Which I guess brings me to now. The stay at home mom without any kids at home. Want to know how hard it is to keep up with your friends when you no longer have a little one at home to make playdates for?? My days are spent trying to work. Their days are spent watching their kids and having playdates with other friends that still have kids at home during the day. All of our afternoons are packed with after school activities. Evenings are for family dinners and spending quality time together. Nights are spent with our husbands. There’s little to no room for each other in our daily lives. Not in the ways that it really counts.
I do have friends. And I appreciate them. But I miss them, if that makes sense. I’m not very happy with quick exchanges here and there. I want more and I don’t know how to get it. Sometimes I get sick of being the one that always takes initiative. That’s not intuitive to me. It’s not easy for me. But looking back over this last year, if I didn’t take the initiative I never would have done anything with my friends. NOBODY invites me to do things. Maybe it’s because they don’t want to hang out with me!! Or maybe it’s because everyone feels too busy and overwhelmed and just as lost as me at finding better ways to connect and fit our friendships into our lives. It’s a struggle that I don’t really know how to deal with anymore.
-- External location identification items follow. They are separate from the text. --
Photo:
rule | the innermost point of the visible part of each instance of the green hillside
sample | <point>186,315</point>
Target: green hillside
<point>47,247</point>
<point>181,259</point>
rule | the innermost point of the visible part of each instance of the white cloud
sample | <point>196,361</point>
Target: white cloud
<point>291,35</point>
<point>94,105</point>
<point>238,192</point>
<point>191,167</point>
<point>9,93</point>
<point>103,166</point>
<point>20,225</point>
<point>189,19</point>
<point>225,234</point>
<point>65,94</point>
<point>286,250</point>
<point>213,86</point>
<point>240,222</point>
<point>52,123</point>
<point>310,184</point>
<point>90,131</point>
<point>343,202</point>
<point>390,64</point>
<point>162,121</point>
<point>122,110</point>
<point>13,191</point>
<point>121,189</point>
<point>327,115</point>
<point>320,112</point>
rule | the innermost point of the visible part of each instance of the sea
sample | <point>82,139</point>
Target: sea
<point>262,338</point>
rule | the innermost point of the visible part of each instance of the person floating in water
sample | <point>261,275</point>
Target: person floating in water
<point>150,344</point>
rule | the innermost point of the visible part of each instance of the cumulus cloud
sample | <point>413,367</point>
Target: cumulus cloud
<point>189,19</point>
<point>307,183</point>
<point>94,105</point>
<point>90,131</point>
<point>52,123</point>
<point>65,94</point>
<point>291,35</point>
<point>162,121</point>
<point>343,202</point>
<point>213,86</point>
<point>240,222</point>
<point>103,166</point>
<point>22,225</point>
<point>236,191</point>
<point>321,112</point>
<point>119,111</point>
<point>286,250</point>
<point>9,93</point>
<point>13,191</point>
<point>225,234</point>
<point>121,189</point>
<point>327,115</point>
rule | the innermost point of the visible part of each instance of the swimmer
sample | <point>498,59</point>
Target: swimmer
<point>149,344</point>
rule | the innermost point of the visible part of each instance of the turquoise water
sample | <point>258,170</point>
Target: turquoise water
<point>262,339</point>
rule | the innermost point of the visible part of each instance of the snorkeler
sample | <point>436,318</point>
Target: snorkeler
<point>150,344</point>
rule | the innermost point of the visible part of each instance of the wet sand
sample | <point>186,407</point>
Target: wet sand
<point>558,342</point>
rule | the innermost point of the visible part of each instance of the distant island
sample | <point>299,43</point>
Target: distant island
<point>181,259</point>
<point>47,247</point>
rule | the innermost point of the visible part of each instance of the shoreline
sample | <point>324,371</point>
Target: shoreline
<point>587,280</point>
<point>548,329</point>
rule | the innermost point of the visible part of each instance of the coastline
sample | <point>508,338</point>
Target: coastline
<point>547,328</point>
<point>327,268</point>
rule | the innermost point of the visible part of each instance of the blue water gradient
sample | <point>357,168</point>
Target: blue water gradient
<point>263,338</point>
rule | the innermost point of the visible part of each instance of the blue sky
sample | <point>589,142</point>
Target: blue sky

Lately I’ve been finding myself becoming more reserved than ever. I want to protect my heart. I’ve had too many friendships over the years fall to pieces over something that could have been worked out, but nobody made the effort. I always get so excited after I have a meaningful conversation with one of my friends. When we actually talk about something beyond the surface stuff. And then it’s weeks before another conversation happens and I simply feel deflated. It takes so much work for so little long term fulfilment.
I wish I had some sort of hopeful and encouraging way to end this post of rambling. One thing I’ve been reminding myself lately is that the friends I have right now do not necessarily need to be the friends I have for the rest of my life. I HOPE to still be friends with some of the wonderful ladies in my life. I hope that as our kids get older we’ll somehow find ways to stay in each other’s lives. But I want to be open to new friendships too. Maybe find the people that feel the same way as me. The women that deeply crave an emotional connection with someone outside of their family walls.
So with summer ahead of me, I’m going to add this as another little goal for myself. I want to try and be more open with the people I usually just say a passing hello to. I want to put out feelers for people that I could get to know a little more. And I want to try harder with the friends I already have, even though it leaves me feeling very uncertain to always be the initiator. TIME is the only way to make a friendship work. Sharing and honesty are important too. I hope I can come out of this summer feeling a lot better than how I’m going in.